[TOS] how broad a mandate?

pamela fox pamela.fox at gmail.com
Thu Apr 30 18:41:21 UTC 2009


Hmm, as a former CS student, I would have found it a bit
weird/off-putting to discuss gender equity in a computing course. I'd
want to discuss computing!

I'd agree with Greg on this one -- keep the focus.
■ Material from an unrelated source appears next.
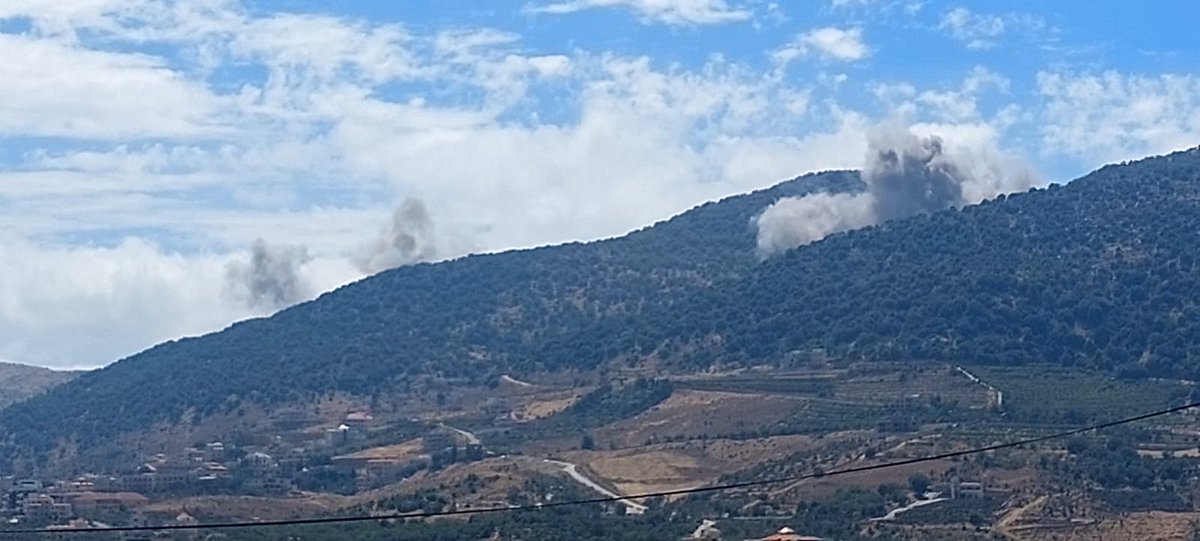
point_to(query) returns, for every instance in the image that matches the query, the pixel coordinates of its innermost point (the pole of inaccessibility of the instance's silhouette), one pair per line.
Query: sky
(171, 167)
On Fri, May 1, 2009 at 4:38 AM, Greg Dekoenigsberg <gdk at redhat.com> wrote:
>
> On Thu, 30 Apr 2009, Greg Wilson wrote:
>
>> [Disclaimer: I'm not trying to make trouble or raise temperatures in this,
>> just trying to get a feel for what participants in this list think is in
>> scope.]
>>
>> It's pretty clear that materials for teaching open source have to talk
>> about licensing, which I believe necessitates discussion of the wider
>> social context of copyright vs. file sharing, software patents, free
>> speech, etc.  Discussions of open source "in the large" also often touch
>> on the needs of developing countries.  Given all of that, should we also
>> cover equity issues, such as why gender ratios in open source are much
>> worse than they are in the industry as a whole (where they are in turn
>> worse than in most white collar sectors)?  Incidents such as Mike
>> Gunderloy's resignation from the Rails Activists group [1] over the
>> responses to Sarah Allen's complaints about GoGaRuCo [2] mean that
>> students are going to encounter the question; should we be trying to give
>> them context?
>
> This is why the "working group" concept is useful.
>
> My preference is to keep scope deliberately narrow, so that I can meet
> that goal.  In the end, that goal may not be necessary but not sufficient
> to achieve the larger mission -- but small goals, continually achieved,
> drive the mission forward.
>
> Now, I can see someone else with a passion leading a working group
> focusing on gender equality.  Personally, I've come to believe that HFOSS
> has it completely right in that regard.  But I'd rather not slow down any
> of the current working groups -- because I know that my own is moving
> slowly enough.  :/
>
> --g
>
> --
> Computer Science professors should be teaching open source.